Antônio Gonçalves Dias nasceu no Sítio Boa Vista, perto de Caxias, no estado do Maranhão, no dia 10 de agosto de 1823. Seu pai era o comerciante português João Manuel Gonçalves Dias. A mãe era a mestiça maranhense Vicência Ferreira. O poeta orgulhava-se de representar a união das três principais raças brasileiras: a branca, a negra e a indígena.

O escritor foi para Portugal em 1838 e fez o curso de direito na Universidade de Coimbra, em Coimbra, formando-se em 1844. Lá, aprofundou seus conhecimentos literários, participou do movimento romântico português e escreveu, em julho de 1843, em versos de sete sílabas, cheios de belas imagens, um dos mais famosos poemas brasileiros, “Canção do exílio”: “Minha terra tem palmeiras / Onde canta o sabiá; / As aves que aqui gorjeiam / Não gorjeiam como lá” — diz a primeira estrofe.

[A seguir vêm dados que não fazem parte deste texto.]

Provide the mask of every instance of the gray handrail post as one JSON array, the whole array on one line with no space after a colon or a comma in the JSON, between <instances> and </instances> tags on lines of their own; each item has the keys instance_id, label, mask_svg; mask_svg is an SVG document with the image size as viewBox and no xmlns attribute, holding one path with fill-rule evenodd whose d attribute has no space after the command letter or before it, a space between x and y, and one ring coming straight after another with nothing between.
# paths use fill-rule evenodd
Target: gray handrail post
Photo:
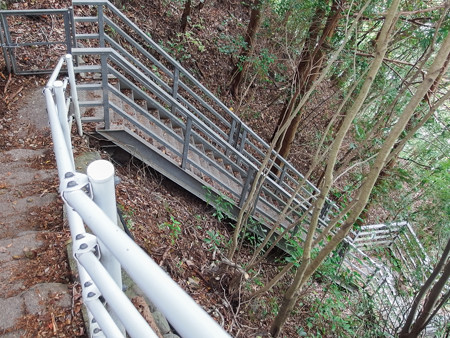
<instances>
[{"instance_id":1,"label":"gray handrail post","mask_svg":"<svg viewBox=\"0 0 450 338\"><path fill-rule=\"evenodd\" d=\"M75 121L77 123L78 135L83 136L83 127L81 126L80 104L78 102L78 92L75 80L75 71L73 69L73 58L71 54L66 54L67 73L69 75L70 96L72 96L72 104L74 110Z\"/></svg>"},{"instance_id":2,"label":"gray handrail post","mask_svg":"<svg viewBox=\"0 0 450 338\"><path fill-rule=\"evenodd\" d=\"M6 17L4 15L0 16L0 19L2 23L0 24L0 43L2 44L2 50L3 50L3 56L5 58L5 66L8 73L11 73L11 62L10 62L10 55L9 55L9 48L6 47L6 41L4 36L7 36L5 24L7 24Z\"/></svg>"},{"instance_id":3,"label":"gray handrail post","mask_svg":"<svg viewBox=\"0 0 450 338\"><path fill-rule=\"evenodd\" d=\"M175 67L175 71L173 72L173 87L172 87L172 97L176 100L178 97L178 81L180 79L180 70L178 67ZM172 114L175 114L177 111L177 107L175 104L172 104Z\"/></svg>"},{"instance_id":4,"label":"gray handrail post","mask_svg":"<svg viewBox=\"0 0 450 338\"><path fill-rule=\"evenodd\" d=\"M103 18L103 5L97 5L97 17L98 17L98 36L100 47L105 47L105 22Z\"/></svg>"},{"instance_id":5,"label":"gray handrail post","mask_svg":"<svg viewBox=\"0 0 450 338\"><path fill-rule=\"evenodd\" d=\"M188 152L189 152L191 130L192 130L192 118L188 117L188 120L186 123L186 133L184 135L183 156L181 159L181 167L183 169L186 169L186 165L187 165L187 157L188 157Z\"/></svg>"},{"instance_id":6,"label":"gray handrail post","mask_svg":"<svg viewBox=\"0 0 450 338\"><path fill-rule=\"evenodd\" d=\"M256 175L256 169L253 167L250 167L247 171L247 178L245 179L244 186L242 187L241 197L239 199L239 208L242 208L244 205L244 202L247 198L247 193L249 192L249 188L253 183L253 180L255 179Z\"/></svg>"},{"instance_id":7,"label":"gray handrail post","mask_svg":"<svg viewBox=\"0 0 450 338\"><path fill-rule=\"evenodd\" d=\"M109 129L111 125L111 119L109 116L109 93L108 93L108 55L101 55L101 68L102 68L102 87L103 87L103 118L105 121L105 129Z\"/></svg>"},{"instance_id":8,"label":"gray handrail post","mask_svg":"<svg viewBox=\"0 0 450 338\"><path fill-rule=\"evenodd\" d=\"M98 160L92 162L87 167L87 175L89 182L92 185L94 202L102 209L111 221L117 226L117 209L116 209L116 193L114 186L114 166L111 162L105 160ZM109 251L109 249L98 240L100 245L101 258L105 269L109 272L117 286L122 289L122 269L119 261ZM111 317L116 322L117 326L123 331L125 329L116 317L114 312L110 312Z\"/></svg>"}]
</instances>

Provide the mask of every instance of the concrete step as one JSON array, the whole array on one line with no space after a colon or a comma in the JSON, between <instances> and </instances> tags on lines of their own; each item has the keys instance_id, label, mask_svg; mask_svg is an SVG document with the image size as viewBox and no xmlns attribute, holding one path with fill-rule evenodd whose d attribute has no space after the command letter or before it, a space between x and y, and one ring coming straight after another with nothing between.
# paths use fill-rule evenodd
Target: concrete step
<instances>
[{"instance_id":1,"label":"concrete step","mask_svg":"<svg viewBox=\"0 0 450 338\"><path fill-rule=\"evenodd\" d=\"M36 250L43 244L39 232L25 231L15 237L0 240L0 297L17 294L24 289L24 281L15 278L24 260L33 259Z\"/></svg>"},{"instance_id":2,"label":"concrete step","mask_svg":"<svg viewBox=\"0 0 450 338\"><path fill-rule=\"evenodd\" d=\"M47 311L51 306L70 308L72 299L67 285L61 283L42 283L29 288L17 296L0 298L0 332L10 330L24 315L35 315ZM14 337L9 332L10 337ZM20 337L20 335L16 335Z\"/></svg>"}]
</instances>

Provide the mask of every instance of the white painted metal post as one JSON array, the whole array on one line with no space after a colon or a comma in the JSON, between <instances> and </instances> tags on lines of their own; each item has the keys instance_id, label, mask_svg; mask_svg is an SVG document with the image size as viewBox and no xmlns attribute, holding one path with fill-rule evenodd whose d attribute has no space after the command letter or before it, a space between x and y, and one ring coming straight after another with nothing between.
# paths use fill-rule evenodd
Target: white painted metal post
<instances>
[{"instance_id":1,"label":"white painted metal post","mask_svg":"<svg viewBox=\"0 0 450 338\"><path fill-rule=\"evenodd\" d=\"M55 97L56 97L56 107L58 110L58 118L59 124L61 125L61 129L64 135L64 140L67 147L67 153L70 156L72 161L72 165L75 167L75 162L73 160L73 152L72 152L72 140L70 138L70 130L69 124L67 121L67 110L66 110L66 99L64 96L64 88L62 81L55 81L53 83L53 88L55 89Z\"/></svg>"},{"instance_id":2,"label":"white painted metal post","mask_svg":"<svg viewBox=\"0 0 450 338\"><path fill-rule=\"evenodd\" d=\"M92 185L94 202L104 211L108 218L117 226L116 192L114 186L114 166L111 162L98 160L92 162L86 170ZM118 226L117 226L118 227ZM113 229L111 229L113 231ZM99 239L103 266L109 272L117 286L122 290L122 270L119 261ZM115 314L111 313L115 318ZM117 318L118 319L118 318ZM119 322L116 321L119 324ZM125 333L125 330L124 330Z\"/></svg>"},{"instance_id":3,"label":"white painted metal post","mask_svg":"<svg viewBox=\"0 0 450 338\"><path fill-rule=\"evenodd\" d=\"M83 136L83 127L81 126L81 114L80 114L80 105L78 104L78 92L75 81L75 72L73 69L73 59L71 54L66 54L65 56L66 64L67 64L67 73L69 75L69 84L70 84L70 96L72 96L72 103L75 115L75 121L77 123L77 130L80 136Z\"/></svg>"},{"instance_id":4,"label":"white painted metal post","mask_svg":"<svg viewBox=\"0 0 450 338\"><path fill-rule=\"evenodd\" d=\"M53 95L50 88L44 89L44 95L47 102L48 120L52 132L53 151L55 152L58 176L61 182L64 179L65 173L74 171L74 166L70 159L70 155L67 153L64 134L61 130L61 124L59 123L56 105L53 101Z\"/></svg>"}]
</instances>

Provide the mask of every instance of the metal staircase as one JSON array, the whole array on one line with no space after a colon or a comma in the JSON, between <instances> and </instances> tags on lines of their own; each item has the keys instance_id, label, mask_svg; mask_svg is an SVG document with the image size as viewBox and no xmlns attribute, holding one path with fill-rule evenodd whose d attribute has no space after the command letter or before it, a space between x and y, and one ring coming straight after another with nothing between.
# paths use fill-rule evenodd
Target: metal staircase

Na volta ao Brasil, passou a dar aulas de história e latim no Colégio Pedro II, no Rio de Janeiro, e escrevia crônicas, folhetins e críticas literárias para os jornais.

O poeta liderou uma expedição científica ao Nordeste e à Amazônia (1859-1861), o que enfraqueceu sua saúde. Em 1862, foi tratar-se na Europa. Ao voltar, o navio naufragou próximo ao Maranhão, e Gonçalves Dias morreu no mar, no dia 3 de novembro de 1864.

Obras

A partir de 1844, quando terminou os estudos em Portugal e voltou para o Brasil, Gonçalves Dias começou a publicar as suas obras-primas, as Poesias americanas, incluídas nos Cantos (Primeiros cantos, editados em 1846, Segundos cantos, em 1848, e Últimos cantos, em 1851).

A sua peça Leonor de Mendonça (1847) é um marco do teatro brasileiro. Em 1857 publicou Os timbiras — Poema americano. Seu Dicionário da língua tupi (1858) ajudou a provocar o renascimento das pesquisas indianistas.

Depois de sua morte, em 1864, foram publicados seis volumes de obras póstumas, que apresentam uma produção poética rica e variada. É o patrono da cadeira número 15 da Academia Brasileira de Letras.